If you look just beyond Paterson’s gritty landscape, you’ll see remnants of America’s industrial birthplace, Silk City, as it’s called. It’s where the textile industry dominated the world, the place where Colt manufactured the revolver and Holland invented the submarine.

It’s the reason why Sen. Bob Gordon decided to hold the first meeting of the newly formed Legislative Manufacturing Caucus at the Paterson Museum.

“We as legislators, as policy makers, should be reminded of the great successes that New Jersey had to motivate us to achieve great things once again,” said Gordon. “There’s an opportunity for New Jersey to be a dominant player in manufacturing once again. It’s a different kind of manufacturing. It’s not the textile industry that my family worked in. It’s advanced manufacturing, cybersecurity, life sciences, industries we may not even know about yet.”

To do that, lawmakers are getting truncated history lessons on New Jersey’s manufacturing hubs and bringing in industry experts to provide insight.

Donald Sebastian is President and CEO of the New Jersey Institute of Technology’s New Jersey Innovation Institute.

“It’s not just the drug manufacturers, it’s the people who make the equipment, it’s the people who make the raw materials, it’s the whole supply chain. We need to think supply chains,” said Sebastian.

There are more than 10,000 manufacturing businesses that call New Jersey home. But New Jersey’s still among only five states in the country that have failed to grow our manufacturing GDP since the recession.

Before Silicon Valley, Michigan and Pittsburgh, there was Paterson. Now the question is how to harness that ingenuity and bring it into the future.

“We know that one thing holding New Jersey back is not enough mid-skilled workers. Those are employees who haven’t gone to college, but have a couple years of tech training beyond high school. They’re the kind of employees biopharma is looking for,” said Gordon.

“Steven Jobs told Obama he couldn’t make iPhones in America. Not because it was too expensive, but because the people in China were the only ones with the competency to understand how design and build or how to build his designs,” said Sebastian. “So, how do we solve that? We solve that by figuring out how to collaborate to compete.”

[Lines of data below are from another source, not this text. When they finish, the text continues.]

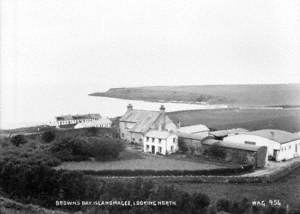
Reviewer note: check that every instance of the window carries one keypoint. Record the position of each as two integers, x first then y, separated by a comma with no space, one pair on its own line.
159,149
250,142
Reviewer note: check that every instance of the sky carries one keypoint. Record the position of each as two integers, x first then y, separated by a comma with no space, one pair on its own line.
99,44
49,47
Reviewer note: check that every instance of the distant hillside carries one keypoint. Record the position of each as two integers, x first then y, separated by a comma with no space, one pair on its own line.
251,119
286,95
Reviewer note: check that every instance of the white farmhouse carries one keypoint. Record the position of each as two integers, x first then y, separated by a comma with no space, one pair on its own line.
100,123
281,145
160,141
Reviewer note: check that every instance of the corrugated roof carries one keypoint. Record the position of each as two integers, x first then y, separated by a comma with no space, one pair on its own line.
193,129
231,145
223,133
158,134
189,136
279,136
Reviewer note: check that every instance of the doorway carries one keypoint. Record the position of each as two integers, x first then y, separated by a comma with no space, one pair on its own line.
153,149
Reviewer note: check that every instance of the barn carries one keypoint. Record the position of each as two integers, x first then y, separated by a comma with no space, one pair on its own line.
281,145
239,153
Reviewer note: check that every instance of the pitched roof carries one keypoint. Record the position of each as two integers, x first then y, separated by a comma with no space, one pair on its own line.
193,128
78,117
279,136
158,134
138,115
227,144
143,119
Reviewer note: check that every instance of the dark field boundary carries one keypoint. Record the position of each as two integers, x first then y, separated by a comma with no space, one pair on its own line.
222,176
172,173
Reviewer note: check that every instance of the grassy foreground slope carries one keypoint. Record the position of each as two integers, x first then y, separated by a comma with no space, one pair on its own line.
239,95
286,190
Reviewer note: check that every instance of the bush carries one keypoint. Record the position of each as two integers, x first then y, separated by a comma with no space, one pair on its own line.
82,148
48,136
18,140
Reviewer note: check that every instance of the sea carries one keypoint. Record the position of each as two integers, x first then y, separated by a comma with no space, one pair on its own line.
39,106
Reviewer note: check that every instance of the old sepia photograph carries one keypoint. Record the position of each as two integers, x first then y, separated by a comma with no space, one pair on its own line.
149,106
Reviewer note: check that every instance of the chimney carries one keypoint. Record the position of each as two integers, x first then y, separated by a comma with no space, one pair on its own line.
178,124
162,110
272,135
129,107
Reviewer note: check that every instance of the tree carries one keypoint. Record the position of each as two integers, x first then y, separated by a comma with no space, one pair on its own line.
48,136
18,140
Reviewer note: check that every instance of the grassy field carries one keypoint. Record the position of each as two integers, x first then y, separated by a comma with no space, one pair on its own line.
287,190
238,95
137,160
251,119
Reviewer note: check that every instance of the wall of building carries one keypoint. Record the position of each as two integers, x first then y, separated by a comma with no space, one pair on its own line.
137,138
256,140
124,131
164,146
289,150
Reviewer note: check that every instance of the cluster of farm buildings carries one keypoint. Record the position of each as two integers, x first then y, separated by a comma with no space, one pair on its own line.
159,132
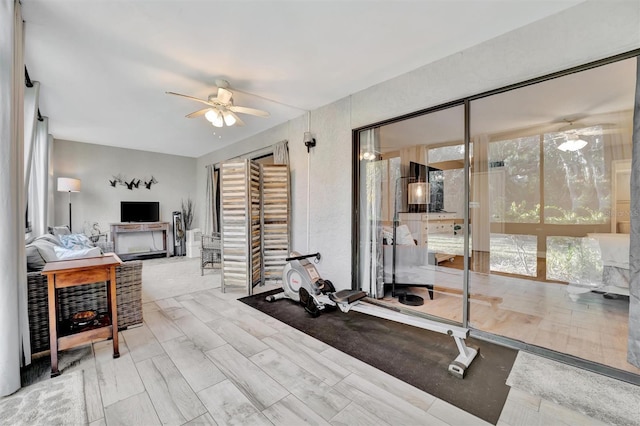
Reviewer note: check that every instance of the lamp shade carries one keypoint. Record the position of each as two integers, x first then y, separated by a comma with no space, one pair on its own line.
418,193
68,185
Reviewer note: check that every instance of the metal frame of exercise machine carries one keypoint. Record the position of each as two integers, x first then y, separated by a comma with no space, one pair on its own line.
302,283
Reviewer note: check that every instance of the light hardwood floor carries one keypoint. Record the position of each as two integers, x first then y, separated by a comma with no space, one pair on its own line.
202,357
540,313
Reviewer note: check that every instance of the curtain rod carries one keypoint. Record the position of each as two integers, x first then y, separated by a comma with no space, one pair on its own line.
29,83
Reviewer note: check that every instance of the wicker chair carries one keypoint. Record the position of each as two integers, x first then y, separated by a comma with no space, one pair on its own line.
81,298
210,252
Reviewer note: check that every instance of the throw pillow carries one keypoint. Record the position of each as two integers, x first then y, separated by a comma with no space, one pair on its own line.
35,262
59,230
67,254
46,248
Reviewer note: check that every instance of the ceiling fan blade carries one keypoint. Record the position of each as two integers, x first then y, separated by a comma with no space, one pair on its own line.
238,121
198,113
250,111
189,97
224,95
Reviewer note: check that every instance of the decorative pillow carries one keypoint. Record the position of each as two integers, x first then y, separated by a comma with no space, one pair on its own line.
76,241
46,248
48,237
35,262
67,254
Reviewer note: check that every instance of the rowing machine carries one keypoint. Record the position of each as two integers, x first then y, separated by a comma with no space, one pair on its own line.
302,283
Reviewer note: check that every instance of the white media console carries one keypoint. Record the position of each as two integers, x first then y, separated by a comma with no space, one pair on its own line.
124,245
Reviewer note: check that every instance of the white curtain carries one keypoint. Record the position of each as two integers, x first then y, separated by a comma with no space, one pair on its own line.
281,153
31,98
633,347
211,210
372,174
39,181
14,335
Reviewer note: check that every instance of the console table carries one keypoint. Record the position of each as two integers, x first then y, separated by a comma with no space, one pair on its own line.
71,273
130,227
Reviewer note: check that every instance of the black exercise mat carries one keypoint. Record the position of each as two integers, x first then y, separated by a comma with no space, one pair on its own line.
416,356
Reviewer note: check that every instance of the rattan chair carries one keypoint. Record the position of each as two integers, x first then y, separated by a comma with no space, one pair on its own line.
210,252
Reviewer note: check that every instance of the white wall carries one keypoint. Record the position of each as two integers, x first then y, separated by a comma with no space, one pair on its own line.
590,31
98,201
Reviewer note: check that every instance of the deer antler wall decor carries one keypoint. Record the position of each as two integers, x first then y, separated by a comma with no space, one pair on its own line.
133,183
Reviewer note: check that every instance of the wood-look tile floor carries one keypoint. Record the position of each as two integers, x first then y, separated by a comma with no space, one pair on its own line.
587,326
205,358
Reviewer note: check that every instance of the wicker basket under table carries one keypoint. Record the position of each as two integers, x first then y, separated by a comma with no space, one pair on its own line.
82,298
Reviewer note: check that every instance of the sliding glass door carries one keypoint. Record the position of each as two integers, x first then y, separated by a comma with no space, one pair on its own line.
549,207
411,194
538,198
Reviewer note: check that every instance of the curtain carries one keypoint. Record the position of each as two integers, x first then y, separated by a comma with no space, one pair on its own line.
14,343
39,182
31,95
211,209
633,347
281,153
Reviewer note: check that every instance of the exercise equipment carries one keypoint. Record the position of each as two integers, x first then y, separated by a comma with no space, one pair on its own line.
302,283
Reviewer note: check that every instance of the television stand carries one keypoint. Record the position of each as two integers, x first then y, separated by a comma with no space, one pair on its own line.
120,229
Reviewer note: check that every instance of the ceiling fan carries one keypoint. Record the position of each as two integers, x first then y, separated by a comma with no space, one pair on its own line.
571,134
220,109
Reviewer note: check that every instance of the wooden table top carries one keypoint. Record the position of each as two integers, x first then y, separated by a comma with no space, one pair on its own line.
90,262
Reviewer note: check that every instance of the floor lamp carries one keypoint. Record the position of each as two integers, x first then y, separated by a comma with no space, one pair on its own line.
69,185
418,193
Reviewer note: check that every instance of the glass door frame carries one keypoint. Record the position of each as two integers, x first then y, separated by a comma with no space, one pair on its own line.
495,338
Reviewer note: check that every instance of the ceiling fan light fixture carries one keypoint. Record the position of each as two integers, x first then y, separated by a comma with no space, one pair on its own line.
229,119
573,143
211,115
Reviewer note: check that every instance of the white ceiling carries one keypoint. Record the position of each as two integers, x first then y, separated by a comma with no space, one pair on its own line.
104,65
602,95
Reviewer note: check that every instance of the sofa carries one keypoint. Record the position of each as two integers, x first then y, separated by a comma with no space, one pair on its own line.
49,248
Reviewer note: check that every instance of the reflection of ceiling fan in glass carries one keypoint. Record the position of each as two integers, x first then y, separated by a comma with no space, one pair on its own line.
572,135
220,109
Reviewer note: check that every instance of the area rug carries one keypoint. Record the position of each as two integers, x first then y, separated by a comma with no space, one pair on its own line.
57,401
608,400
413,355
173,276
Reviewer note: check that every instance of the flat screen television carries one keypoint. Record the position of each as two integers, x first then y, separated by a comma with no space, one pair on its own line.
435,177
139,211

Joe Kennedy, the CEO of New Jersey’s Manufacturing Extension Program, told lawmakers other states are investing hundreds of millions in innovation institutes, but New Jersey is barely on the map. And when he puts out an annual survey asking manufacturers what jobs they need to fill, the answers are surprising.

“When you talk about manufacturing, that it’s only somebody that’s running a machine. That’s manufacturing, that’s a manufacturing business. Well, the number one is technical sales, they can’t fill technical sales jobs. Can’t sell it and there’s no reason to build it. Engineer is in the top five, cost accountant is in the top five because remember these are businesses. And of course, C&C machinists, programmers and welders,” said Kennedy.

Industry started in New Jersey because of its natural resources and it stayed for the abundant workforce. It’s up to the lawmakers to come up with enough ideas to transform a new industry.